Please start any new threads on our new site at https://forums.sqlteam.com. We've got lots of great SQL Server experts to answer whatever question you can come up with.

 All Forums
 General SQL Server Forums
 Script Library
 Levenshtein Edit Distance Algorithm

Author  Topic 

Arnold Fribble
Yak-finder General

1961 Posts

Posted - 2005-06-24 : 09:52:40
See here www.merriampark.com/ld.htm for information about the algorithm. This page has a link ([url]http://www.merriampark.com/ldtsql.htm[/url]) to a T-SQL implementation by Joseph Gama: unfortunately, that function doesn't work. There is a debugged version in the also-referenced package of TSQL functions ([url]http://www.planet-source-code.com/vb/scripts/ShowCode.asp?txtCodeId=502&lngWId=5[/url]), but this still has the fundamental problem that it only works on pairs of strings up to 49 characters.
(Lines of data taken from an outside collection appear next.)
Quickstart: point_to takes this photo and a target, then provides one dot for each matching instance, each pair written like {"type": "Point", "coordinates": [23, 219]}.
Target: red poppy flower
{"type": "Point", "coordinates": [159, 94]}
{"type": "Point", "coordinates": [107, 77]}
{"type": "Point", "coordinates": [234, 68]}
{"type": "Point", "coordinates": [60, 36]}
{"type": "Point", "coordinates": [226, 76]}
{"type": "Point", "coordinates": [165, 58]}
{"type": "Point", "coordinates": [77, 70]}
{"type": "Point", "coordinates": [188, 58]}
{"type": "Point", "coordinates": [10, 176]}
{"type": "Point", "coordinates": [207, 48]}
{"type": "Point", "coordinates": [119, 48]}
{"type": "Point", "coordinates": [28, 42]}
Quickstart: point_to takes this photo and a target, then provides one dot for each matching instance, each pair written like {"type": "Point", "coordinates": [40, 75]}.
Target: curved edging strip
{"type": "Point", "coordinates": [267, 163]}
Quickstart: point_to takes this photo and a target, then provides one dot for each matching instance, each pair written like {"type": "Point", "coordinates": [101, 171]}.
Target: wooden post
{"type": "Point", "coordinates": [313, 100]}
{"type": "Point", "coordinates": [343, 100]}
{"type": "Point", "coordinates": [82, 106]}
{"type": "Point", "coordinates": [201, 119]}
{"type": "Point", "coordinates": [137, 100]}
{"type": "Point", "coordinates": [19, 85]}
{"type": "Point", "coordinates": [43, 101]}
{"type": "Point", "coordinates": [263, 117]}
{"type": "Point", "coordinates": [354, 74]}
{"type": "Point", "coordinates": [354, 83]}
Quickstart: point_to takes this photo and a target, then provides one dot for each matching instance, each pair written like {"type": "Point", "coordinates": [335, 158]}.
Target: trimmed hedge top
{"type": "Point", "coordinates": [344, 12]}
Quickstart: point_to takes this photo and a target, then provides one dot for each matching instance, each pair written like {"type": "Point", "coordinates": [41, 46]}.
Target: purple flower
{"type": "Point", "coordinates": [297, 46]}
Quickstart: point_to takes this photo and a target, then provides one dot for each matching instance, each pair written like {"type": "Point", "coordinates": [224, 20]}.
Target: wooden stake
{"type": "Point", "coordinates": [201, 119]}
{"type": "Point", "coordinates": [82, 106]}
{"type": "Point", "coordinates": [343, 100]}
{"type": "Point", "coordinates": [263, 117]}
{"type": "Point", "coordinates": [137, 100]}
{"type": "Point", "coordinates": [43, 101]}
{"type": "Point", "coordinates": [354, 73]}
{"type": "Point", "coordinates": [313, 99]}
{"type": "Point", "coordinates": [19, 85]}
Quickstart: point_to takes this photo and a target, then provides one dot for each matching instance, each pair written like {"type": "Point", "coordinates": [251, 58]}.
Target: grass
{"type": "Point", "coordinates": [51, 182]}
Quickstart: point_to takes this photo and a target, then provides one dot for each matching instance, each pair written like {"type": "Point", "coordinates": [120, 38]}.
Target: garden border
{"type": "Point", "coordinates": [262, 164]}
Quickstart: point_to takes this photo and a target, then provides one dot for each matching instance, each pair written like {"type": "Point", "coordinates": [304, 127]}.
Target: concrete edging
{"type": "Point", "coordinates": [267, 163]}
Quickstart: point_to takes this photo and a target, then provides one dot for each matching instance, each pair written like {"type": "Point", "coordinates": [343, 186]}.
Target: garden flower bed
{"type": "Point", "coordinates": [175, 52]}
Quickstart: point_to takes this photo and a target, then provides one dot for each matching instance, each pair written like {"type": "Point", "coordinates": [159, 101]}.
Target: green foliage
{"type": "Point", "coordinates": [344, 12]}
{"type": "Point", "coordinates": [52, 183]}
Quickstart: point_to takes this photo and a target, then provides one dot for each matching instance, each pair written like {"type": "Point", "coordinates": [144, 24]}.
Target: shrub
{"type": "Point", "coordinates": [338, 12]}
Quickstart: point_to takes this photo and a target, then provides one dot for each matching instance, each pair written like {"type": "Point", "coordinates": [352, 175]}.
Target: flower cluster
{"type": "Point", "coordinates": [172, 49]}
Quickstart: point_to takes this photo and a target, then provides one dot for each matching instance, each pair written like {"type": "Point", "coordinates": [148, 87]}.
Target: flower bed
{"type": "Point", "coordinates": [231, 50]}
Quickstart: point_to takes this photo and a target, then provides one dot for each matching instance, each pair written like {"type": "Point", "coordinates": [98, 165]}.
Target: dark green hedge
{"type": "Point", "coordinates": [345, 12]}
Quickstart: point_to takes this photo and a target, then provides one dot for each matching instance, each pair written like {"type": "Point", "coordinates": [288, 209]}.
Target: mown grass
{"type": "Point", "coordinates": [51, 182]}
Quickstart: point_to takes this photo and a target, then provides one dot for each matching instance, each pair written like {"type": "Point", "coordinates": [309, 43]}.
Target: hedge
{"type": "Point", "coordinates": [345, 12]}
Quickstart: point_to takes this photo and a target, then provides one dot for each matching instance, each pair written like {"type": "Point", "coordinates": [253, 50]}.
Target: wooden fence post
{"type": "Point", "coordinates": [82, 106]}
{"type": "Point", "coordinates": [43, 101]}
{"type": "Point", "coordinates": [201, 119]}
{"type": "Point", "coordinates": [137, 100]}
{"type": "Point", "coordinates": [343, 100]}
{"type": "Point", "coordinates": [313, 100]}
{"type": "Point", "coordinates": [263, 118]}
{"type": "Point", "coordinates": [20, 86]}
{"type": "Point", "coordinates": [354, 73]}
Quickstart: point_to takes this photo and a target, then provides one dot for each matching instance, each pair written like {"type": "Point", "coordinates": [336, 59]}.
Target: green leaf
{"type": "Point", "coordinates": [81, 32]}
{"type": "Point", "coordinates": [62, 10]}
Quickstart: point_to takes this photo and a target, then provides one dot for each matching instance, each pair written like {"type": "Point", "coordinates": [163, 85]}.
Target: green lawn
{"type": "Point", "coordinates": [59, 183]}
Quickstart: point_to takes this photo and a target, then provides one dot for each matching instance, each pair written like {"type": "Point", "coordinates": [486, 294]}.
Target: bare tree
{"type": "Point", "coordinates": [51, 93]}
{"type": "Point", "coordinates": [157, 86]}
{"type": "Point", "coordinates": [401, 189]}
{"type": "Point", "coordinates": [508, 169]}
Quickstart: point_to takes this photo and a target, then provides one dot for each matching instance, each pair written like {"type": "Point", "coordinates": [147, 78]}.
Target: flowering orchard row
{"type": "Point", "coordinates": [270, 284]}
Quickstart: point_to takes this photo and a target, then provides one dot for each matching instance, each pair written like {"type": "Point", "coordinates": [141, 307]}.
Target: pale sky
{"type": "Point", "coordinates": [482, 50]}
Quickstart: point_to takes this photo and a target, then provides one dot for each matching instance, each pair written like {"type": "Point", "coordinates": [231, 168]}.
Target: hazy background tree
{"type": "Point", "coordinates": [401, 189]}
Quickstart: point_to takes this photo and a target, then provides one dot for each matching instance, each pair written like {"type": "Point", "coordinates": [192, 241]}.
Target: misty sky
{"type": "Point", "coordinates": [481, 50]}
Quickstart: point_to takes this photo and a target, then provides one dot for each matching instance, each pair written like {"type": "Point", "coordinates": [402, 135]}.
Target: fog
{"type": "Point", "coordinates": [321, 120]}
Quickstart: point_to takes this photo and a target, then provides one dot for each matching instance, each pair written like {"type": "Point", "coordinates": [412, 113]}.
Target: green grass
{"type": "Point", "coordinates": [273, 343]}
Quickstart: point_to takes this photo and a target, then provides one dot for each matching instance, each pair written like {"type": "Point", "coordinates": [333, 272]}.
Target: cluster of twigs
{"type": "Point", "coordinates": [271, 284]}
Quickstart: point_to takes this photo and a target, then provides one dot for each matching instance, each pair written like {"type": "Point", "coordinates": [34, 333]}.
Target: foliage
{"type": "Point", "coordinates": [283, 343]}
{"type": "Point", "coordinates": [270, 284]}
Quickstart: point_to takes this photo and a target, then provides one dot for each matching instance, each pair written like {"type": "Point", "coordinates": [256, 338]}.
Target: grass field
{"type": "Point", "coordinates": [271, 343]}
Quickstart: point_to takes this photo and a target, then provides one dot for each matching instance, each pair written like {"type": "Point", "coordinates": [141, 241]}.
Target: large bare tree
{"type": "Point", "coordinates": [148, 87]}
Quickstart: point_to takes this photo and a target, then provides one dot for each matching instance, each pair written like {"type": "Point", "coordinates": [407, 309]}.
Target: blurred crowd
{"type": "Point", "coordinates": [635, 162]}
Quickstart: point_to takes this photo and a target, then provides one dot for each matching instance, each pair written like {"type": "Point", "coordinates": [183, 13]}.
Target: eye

CREATE FUNCTION edit_distance(@s1 nvarchar(3999), @s2 nvarchar(3999))
RETURNS int
AS
BEGIN
DECLARE @s1_len int, @s2_len int, @i int, @j int, @s1_char nchar, @c int, @c_temp int,
@cv0 varbinary(8000), @cv1 varbinary(8000)
SELECT @s1_len = LEN(@s1), @s2_len = LEN(@s2), @cv1 = 0x0000, @j = 1, @i = 1, @c = 0
WHILE @j <= @s2_len
SELECT @cv1 = @cv1 + CAST(@j AS binary(2)), @j = @j + 1
WHILE @i <= @s1_len
BEGIN
SELECT @s1_char = SUBSTRING(@s1, @i, 1), @c = @i, @cv0 = CAST(@i AS binary(2)), @j = 1
WHILE @j <= @s2_len
BEGIN
SET @c = @c + 1
SET @c_temp = CAST(SUBSTRING(@cv1, @j+@j-1, 2) AS int) +
CASE WHEN @s1_char = SUBSTRING(@s2, @j, 1) THEN 0 ELSE 1 END
IF @c > @c_temp SET @c = @c_temp
SET @c_temp = CAST(SUBSTRING(@cv1, @j+@j+1, 2) AS int)+1
IF @c > @c_temp SET @c = @c_temp
SELECT @cv0 = @cv0 + CAST(@c AS binary(2)), @j = @j + 1
END
SELECT @cv1 = @cv0, @i = @i + 1
END
RETURN @c
END

Seventhnight
Master Smack Fu Yak Hacker

2878 Posts

Posted - 2005-06-24 : 11:13:52
speed :
Select admin.dbo.edit_distance(replicate('abcdefghij',399),replicate('abcdefghij',399)) took 1:19 to run and return 0

Select admin.dbo.edit_distance(replicate('abcdefghij',399),replicate('zabcdefghi',399))
took 1:14 to run and return 400 (correct)


Corey

Co-worker on The Wizard of Oz "...those three midgets that came out and danced, the freaked me out when I was little. But they are ok now."
Go to Top of Page

Arnold Fribble
Yak-finder General

1961 Posts

Posted - 2005-06-24 : 11:51:42
I didn't say it was fast for big strings, just that it worked!
Actually, the reason I posted it this week was that the old version used a temporary table (i,j,cost) and that was ludicrously slow even on short strings, so I rewrote it.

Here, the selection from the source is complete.